"Nie choruję, bo piję szoty". Ewa Wachowicz zdradza swój przepis
Była Miss Polonia ma swoje poranne rytuały. Jednym z nich jest codzienny witaminowy napój z kurkumą i imbirem. Specjalna mikstura da nam odporność i siłę podczas zimowych dni.
– Rzadko choruję, a wierzę, że zawdzięczam to zdrowemu stylowi życia. Bardzo zwracam uwagę na to, co jem i jakie składniki dostarczam organizmowi. Mój dzień zaczynam od szklanki ciepłej wody, a potem wypijam szot wzmacniający na odporność – zdradza Ewa Wachowicz.
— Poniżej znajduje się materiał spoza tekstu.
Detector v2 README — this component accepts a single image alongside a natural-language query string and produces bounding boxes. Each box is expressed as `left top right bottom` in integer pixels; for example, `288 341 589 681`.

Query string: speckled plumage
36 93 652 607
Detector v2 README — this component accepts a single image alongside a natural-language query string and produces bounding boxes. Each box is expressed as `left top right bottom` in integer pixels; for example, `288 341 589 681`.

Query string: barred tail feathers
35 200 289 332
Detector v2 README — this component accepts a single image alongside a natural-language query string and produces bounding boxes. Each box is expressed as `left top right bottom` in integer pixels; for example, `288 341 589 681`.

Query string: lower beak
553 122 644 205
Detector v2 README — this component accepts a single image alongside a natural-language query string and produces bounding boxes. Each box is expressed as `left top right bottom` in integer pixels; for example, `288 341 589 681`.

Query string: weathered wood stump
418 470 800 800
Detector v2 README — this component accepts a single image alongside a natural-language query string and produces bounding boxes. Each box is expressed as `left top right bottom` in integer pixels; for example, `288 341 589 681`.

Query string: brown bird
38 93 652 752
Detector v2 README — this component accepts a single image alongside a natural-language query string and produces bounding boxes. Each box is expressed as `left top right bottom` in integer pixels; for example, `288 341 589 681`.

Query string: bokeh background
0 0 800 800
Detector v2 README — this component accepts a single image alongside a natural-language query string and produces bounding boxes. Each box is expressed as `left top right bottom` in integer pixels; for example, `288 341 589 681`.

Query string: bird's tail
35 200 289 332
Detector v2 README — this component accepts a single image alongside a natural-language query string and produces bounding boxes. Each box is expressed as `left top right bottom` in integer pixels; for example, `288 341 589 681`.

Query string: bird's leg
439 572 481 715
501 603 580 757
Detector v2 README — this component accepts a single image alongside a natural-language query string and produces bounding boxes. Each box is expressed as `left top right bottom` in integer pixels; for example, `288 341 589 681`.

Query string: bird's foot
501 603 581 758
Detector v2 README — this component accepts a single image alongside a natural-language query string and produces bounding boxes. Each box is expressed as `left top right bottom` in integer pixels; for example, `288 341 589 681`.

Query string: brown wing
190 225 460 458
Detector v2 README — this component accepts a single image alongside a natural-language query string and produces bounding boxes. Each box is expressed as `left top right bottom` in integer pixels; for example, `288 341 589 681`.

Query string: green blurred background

Cudowną miksturę przygotowuje codziennie wieczorem, a wypija rano. – To zdrowotny eliksir, zapewniam, że jak go wypijecie, od razu się obudzicie i poczujecie energię. Szczególnie jesienią warto go pić – zachęca Ewa Wachowicz.
Zobacz także: Oddała im mieszkanie po babci. "Mieli tylko płacić rachunki, ich długi spłaciłam sama"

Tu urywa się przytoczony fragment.